7. Manually Creating a Cluster Properties File

Use the following instructions to manually configure the cluster properties file for deploying HDP from the command-line interface or in a script.

  1. Create a file for the cluster properties, or use the sample clusterproperties.txt file extracted from the HDP Installation zip file. You'll pass the name of the cluster properties file to the msiexec call when you install HDP. The following examples use the file name clusterproperties.txt.

  2. Add the properties to the clusterproperties.txt file as described in the table below. As you add properties, keep in mind the following:

    • All properties in the cluster properties file must be separated by a newline character.

    • Directory paths cannot contain white space characters. (For example, c:\Program Files\Hadoop is an invalid directory path for HDP.)

    • Use Fully Qualified Domain Names (FQDN) to specify the network host name for each cluster host.

      The FQDN is a DNS name that uniquely identifies the computer on the network. By default, it is a concatenation of the host name, the primary DNS suffix, and a period.

    • When specifying the host lists in the cluster properties file, if the hosts are multi-homed or have multiple NIC cards, make sure that each name or IP address is the preferred name or IP address by which the hosts can communicate among themselves. In other words, these should be the addresses used internal to the cluster, not those used for addressing cluster nodes from outside the cluster.

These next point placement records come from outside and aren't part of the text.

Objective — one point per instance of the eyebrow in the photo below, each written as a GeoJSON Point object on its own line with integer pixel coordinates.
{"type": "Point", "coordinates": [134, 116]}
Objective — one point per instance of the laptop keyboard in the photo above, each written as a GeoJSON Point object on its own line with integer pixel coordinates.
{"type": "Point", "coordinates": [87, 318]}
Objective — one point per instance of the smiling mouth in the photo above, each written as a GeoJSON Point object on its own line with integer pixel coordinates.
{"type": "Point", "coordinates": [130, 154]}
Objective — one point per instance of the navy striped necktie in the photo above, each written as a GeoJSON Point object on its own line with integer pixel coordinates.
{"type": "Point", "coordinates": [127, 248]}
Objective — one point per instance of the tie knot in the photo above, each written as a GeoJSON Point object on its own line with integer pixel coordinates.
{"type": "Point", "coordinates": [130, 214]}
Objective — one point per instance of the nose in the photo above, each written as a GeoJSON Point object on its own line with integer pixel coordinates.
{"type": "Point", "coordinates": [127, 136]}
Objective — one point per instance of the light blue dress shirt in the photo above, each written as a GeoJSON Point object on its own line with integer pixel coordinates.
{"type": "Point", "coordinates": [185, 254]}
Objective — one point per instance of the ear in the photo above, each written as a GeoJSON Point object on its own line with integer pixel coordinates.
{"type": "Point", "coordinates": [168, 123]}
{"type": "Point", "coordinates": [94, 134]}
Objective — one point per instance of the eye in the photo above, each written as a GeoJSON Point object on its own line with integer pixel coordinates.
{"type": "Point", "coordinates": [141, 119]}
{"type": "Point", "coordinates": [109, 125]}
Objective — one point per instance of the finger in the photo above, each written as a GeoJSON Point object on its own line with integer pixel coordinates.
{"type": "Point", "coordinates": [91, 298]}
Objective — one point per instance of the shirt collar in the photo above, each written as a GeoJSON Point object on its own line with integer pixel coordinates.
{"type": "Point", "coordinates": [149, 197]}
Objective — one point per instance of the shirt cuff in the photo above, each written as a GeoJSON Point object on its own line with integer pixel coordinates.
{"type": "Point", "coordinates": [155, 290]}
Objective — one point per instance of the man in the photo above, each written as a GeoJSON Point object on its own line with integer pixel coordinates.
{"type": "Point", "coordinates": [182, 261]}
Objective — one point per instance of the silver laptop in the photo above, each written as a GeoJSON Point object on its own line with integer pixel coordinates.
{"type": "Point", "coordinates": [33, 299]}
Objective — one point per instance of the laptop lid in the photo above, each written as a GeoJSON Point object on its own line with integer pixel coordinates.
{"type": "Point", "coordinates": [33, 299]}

    • To Enable NameNode HA, you must include the HA properties and exclude the SECONDARY_NAMENODE_HOST definition.

 

Table 2.11. Configuration Values for Deploying HDP

Configuration Property Name

Description

Example Value

Mandatory/Optional

HDP_LOG_DIR

HDP's operational logs are written to this directory on each cluster host. Ensure that you have sufficient disk space for storing these log files.

d:\hadoop\logs

Mandatory

HDP_DATA_DIR

HDP data will be stored in this directory on each cluster node. You can add multiple comma-separated data locations for multiple data directories.

d:\hdp\data

Mandatory

HDFS_NAMENODE_ DATA_DIR

Determines where on the local file system the HDFS name node should store the name table (fsimage). You can add multiple comma-separated data locations for multiple data directories.

d:\hadoop\data\hdfs\nn,c:\hdpdata,d:\hdpdatann

Mandatory

HDFS_DATANODE_ DATA_DIR

Determines where on the local file system an HDFS data node should store its blocks. You can add multiple comma-separated data locations for multiple data directories.

d:\hadoop\data\hdfs\dn,c:\hdpdata,d:\hdpdatadn

Mandatory

NAMENODE_HOST

The FQDN for the cluster node that will run the NameNode master service.

NAMENODE-MASTER.acme.com

Mandatory

SECONDARY_NAMENODE_ HOST

The FQDN for the cluster node that will run the Secondary NameNode master service.

SECONDARY-NN-MASTER.acme.com

Mandatory when no HA

RESOURCEMANAGER_HOST

The FQDN for the cluster node that will run the YARN Resource Manager master service.

RESOURCE-MANAGER.acme.com

Mandatory

HIVE_SERVER_HOST

The FQDN for the cluster node that will run the Hive Server master service.

HIVE-SERVER-MASTER.acme.com

Mandatory

OOZIE_SERVER_HOST

The FQDN for the cluster node that will run the Oozie Server master service.

OOZIE-SERVER-MASTER.acme.com

Mandatory

WEBHCAT_HOST

The FQDN for the cluster node that will run the WebHCat master service.

WEBHCAT-MASTER.acme.com

Mandatory

FLUME_HOSTS

A comma-separated list of FQDN for those cluster nodes that will run the Flume service.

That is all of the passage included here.